Pero esa era la realidad del 2008.
Nos dio mucha alegría llegar en enero del 2011 y notar cómo progresó y cambió el barrio desde entonces.
Es destacable una gran apuesta para los jóvenes y adultos, que año tras año crece enormemente: se trata de diversos talleres en los cuales no sólo pasan el tiempo y comparten entre ellos sino que en muchos de los casos aprenden oficios, desarrollan habilidades, trabajan en equipo.
Por eso nuestra propuesta del año se enfocó más que nada en los chicos, que son los que no están en edad de participar de los talleres. Si bien tuvimos contacto en todo momento con las familias y los jóvenes, nuestros esfuerzos se concentraron más que nada en el apoyo escolar, que realizábamos por la mañana y la colonia de verano, por la tarde.
Claramente los dos años de experiencia valieron la pena ya que fue el año que sentimos que mejor salieron las actividades. Incluso no solo porque aprendimos de los errores y éxitos pasados sino porque, este año más que nunca, contamos con el apoyo incondicional de otras personas: la directora del colegio que nos ayudó enormemente en la organización del apoyo escolar, los jóvenes del barrio que fueron indispensables a la hora de cuidar y entretener a los chicos, las familias que una vez más depositaron en nosotros una confianza sin límite y a los más chicos, que por ya conocernos, cada año nos hacen las cosas un poco más fáciles.
Pero a esos nuevos agradecimientos tenemos que sumar los de siempre. Nosotros somos plenamente concientes de que Malvinas no somos los que viajamos sino todos los que hacen propia la experiencia y colaboran desde su lugar para que sea posible.
Por eso gracias a todos ellos:
…Al Hermano Patricio Bolton y a todos los postulantes que nos permiten participar y sentirnos parte de la comunidad de Malvinas.
…Al apoyo incondicional de los directivos de Florida, que nos demuestran año a año que confian en nosotros y nuestras propuestas.
…Al equipo de coordinadores locales de pastoral que son cada vez mayores referentes nuestros.
…A otros sectores del colegio, como el grupo de exalumnos que colaboró con nosotros para recaudar fondos y la Unión de familias que igualmente nos ofreció muchas oportunidades de trabajar en equipo.
…A los grupos de jóvenes de la pastoral de Malvinas.
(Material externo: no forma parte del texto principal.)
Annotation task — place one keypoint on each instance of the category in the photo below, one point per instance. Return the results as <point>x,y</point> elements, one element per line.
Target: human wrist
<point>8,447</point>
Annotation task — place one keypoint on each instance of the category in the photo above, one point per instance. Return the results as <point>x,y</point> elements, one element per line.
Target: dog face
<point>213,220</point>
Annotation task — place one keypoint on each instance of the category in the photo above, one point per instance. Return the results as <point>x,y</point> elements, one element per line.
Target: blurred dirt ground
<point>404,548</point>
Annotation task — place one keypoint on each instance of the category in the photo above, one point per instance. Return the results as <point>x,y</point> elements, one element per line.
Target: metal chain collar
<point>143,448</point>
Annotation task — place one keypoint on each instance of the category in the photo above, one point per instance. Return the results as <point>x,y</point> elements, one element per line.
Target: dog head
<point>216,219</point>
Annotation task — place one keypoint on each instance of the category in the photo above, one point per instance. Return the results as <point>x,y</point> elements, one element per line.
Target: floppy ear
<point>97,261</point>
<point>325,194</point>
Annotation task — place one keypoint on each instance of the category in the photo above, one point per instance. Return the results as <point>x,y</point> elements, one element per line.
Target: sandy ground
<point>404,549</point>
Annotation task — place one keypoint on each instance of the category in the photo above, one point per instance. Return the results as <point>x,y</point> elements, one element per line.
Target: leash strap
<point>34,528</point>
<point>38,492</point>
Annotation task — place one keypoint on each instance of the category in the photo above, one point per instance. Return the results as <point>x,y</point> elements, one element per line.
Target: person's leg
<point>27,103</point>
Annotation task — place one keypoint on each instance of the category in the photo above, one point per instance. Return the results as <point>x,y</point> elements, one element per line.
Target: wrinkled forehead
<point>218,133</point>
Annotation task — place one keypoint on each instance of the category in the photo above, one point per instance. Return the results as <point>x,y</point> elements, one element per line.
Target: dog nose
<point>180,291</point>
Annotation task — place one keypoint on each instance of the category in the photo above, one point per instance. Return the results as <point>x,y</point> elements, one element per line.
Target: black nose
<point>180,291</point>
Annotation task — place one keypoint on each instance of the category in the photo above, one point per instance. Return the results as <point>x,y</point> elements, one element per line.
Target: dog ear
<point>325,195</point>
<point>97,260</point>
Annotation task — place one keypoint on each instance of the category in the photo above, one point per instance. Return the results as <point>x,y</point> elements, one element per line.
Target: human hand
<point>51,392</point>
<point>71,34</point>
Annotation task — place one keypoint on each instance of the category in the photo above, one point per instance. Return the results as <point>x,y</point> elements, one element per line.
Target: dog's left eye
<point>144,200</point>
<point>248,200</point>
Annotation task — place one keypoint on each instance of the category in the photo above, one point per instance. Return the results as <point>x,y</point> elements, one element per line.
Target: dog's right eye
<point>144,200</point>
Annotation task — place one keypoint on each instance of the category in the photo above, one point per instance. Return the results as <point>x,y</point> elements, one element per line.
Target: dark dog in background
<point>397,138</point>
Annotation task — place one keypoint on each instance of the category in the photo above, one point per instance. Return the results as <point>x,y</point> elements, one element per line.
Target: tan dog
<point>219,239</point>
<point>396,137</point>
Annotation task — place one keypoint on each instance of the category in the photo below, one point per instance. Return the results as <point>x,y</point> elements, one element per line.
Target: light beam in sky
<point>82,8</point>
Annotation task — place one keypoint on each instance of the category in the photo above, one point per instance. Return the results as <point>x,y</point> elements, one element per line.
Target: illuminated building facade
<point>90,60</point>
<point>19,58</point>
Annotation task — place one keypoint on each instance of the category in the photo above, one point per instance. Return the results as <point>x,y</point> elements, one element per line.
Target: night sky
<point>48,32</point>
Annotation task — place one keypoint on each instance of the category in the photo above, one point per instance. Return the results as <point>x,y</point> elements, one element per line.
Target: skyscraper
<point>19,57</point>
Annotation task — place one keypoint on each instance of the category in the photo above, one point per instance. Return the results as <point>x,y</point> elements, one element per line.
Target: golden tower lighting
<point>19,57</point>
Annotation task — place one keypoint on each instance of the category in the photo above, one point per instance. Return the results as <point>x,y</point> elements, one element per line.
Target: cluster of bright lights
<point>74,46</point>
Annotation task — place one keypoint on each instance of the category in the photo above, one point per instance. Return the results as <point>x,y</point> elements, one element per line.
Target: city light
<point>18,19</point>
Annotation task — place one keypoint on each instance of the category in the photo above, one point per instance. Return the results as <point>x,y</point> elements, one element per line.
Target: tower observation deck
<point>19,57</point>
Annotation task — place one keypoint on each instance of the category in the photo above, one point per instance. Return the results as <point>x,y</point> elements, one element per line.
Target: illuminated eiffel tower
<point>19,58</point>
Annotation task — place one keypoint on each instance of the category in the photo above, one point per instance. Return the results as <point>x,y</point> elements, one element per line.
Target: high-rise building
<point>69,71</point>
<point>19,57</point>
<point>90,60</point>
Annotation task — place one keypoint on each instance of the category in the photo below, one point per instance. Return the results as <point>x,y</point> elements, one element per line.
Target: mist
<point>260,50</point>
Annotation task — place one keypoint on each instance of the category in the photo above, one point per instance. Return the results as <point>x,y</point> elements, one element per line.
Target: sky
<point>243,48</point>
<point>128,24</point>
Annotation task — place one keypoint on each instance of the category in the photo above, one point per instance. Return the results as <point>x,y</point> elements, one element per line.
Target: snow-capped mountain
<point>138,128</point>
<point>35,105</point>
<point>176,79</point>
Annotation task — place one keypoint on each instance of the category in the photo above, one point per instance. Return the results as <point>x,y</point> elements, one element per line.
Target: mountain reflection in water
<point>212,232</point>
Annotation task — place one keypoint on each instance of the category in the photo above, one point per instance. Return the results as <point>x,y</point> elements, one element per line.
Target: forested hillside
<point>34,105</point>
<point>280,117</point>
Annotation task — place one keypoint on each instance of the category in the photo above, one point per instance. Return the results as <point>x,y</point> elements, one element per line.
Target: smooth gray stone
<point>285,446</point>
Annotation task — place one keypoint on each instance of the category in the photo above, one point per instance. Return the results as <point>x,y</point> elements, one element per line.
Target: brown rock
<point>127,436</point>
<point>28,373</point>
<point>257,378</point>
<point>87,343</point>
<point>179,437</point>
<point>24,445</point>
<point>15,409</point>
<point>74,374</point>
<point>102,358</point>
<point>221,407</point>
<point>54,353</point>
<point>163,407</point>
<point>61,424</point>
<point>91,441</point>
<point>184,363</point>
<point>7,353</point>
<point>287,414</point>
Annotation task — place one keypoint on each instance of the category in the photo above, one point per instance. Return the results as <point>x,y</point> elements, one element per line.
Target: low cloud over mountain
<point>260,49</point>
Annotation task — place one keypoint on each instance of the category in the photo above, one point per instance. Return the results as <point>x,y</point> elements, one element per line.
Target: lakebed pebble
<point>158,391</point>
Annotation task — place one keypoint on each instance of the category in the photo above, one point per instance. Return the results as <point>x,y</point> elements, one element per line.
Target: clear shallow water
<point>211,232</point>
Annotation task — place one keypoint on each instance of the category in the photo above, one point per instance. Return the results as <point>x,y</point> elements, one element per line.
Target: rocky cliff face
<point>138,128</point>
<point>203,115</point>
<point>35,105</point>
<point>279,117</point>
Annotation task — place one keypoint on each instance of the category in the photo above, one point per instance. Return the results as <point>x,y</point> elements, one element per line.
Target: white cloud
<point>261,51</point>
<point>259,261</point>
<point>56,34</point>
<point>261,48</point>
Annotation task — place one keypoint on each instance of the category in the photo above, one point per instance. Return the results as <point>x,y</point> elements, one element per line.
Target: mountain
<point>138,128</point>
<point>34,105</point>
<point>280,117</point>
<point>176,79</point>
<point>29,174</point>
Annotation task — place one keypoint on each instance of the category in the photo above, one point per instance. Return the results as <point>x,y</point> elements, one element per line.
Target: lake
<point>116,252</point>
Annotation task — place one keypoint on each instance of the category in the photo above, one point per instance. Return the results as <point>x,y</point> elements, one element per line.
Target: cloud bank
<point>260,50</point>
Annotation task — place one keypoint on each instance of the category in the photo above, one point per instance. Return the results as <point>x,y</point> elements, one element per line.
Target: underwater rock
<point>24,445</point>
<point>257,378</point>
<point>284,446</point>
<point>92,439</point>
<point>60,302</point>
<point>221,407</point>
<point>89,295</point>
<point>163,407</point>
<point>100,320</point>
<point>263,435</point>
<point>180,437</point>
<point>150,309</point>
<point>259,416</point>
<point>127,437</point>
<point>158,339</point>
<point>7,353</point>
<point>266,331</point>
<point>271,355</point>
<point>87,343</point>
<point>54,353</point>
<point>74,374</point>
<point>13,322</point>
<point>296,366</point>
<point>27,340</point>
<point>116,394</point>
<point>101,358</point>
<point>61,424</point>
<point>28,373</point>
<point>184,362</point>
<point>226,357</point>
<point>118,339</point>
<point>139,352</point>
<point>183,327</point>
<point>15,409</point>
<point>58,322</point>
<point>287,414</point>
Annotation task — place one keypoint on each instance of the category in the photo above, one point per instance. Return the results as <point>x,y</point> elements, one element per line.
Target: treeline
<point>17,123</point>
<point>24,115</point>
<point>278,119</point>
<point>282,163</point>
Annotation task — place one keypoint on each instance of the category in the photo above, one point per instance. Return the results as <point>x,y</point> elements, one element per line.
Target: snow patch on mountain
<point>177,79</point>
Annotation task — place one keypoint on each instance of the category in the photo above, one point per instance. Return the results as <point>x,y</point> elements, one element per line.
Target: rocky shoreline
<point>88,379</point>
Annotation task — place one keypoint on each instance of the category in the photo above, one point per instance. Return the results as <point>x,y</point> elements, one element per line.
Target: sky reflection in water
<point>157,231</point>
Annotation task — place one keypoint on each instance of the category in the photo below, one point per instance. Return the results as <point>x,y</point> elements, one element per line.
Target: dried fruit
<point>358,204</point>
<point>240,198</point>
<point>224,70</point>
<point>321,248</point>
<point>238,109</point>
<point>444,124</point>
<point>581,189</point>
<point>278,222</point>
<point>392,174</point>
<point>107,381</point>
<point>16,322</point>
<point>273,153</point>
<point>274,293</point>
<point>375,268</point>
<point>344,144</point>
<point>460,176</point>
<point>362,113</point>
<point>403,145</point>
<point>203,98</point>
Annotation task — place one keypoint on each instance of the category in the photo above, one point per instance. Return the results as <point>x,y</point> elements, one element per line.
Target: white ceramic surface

…A egresados y todos aquellos que no pudieron viajar pero que participaron de todo el proceso de organización y planificación.
…A nuestras familias, que nos dieron la posibilidad y la libertad de elegir este camino, esta ruta a Malvinas…
…A todos los que de alguna manera se involucraron con esta actividad, que se empezó a soñar hace ya 3 veranos, que creció con el tiempo y por la cual pasaron muchas personas.
De vuelta en casa podemos decir que hemos vivido otro verano inolvidable de emociones intensas y gran alegría que nos sirvió para renovar las energías y soñar con otro año de proyectos, ilusiones, decisiones, compartir en grupo y ampliar aún más los lazos de la comunidad lasallana de la que nos sentimos parte.